Remote Area Australia Gets 5G Spectrum for New Use Cases in Mining, Agriculture and Industry 4.0
This spectrum will be allocated to users as an Area-Wide apparatus licenses (AWL) which allows licensees to tailor the spectrum capacity and geographic reach of the license.
The Australian Communications and Media Authority (ACMA) has recently released 5G midband
spectrum (3.4-4GHz) in remote area Australia. This is to facilitate a wide range of new and existing
wireless broadband services (WBB) use cases such as wireless internet service providers, public
mobile telecommunications services, and enterprise and campus-style private networks, such as for
mine sites, agricultural uses or industrial uses.

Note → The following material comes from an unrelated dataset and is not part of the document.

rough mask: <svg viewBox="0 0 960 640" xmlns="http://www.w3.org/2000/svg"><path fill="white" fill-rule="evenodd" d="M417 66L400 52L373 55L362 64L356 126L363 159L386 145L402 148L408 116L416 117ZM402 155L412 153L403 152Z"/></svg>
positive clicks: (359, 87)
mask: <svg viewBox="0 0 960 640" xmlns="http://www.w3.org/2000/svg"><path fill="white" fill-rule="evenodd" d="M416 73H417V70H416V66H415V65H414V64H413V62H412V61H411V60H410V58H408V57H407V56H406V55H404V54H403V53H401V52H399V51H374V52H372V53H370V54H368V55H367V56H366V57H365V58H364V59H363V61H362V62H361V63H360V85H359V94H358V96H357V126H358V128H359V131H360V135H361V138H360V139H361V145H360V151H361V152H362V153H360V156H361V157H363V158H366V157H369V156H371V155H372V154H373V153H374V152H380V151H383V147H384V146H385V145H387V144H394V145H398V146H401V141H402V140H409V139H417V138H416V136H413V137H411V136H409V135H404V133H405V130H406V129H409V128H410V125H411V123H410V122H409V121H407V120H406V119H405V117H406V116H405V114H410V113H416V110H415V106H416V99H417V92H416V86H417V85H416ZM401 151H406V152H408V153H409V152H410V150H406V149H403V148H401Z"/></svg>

This spectrum will be allocated to users as an Area-Wide apparatus licenses (AWL) which allows
licensees to tailor the spectrum capacity and geographic reach of the license. The licensee can use
the spectrum for a wide range of technologies, services and applications.
31 companies applied for spectrum, and all were successful. Licenses were issued to resource
companies, public and private carriers and government organisations.
In November 2023, the ACMA auctioned spectrum in the 3.4 – 3.8 GHz band in metro and regional
areas of Australia, with 4 companies, Telstra, Optus, NBN and Mobile JV taking 577 of the available
588 lots. The ACMA stated objective for this allocation is to support digital connectivity, promote
competition and facilitate investment in new services for Australian consumers and businesses across
metropolitan and regional areas of Australia.
Q1 2024 will see the ACMA release spectrum in the 3.8-3.95 GHz band in metro and regional areas of
Australia allocated as AWL licenses. The release of this 5G band to enterprise users will allow for
innovative use cases and services and facilitate the digital transformation to industry 4.0.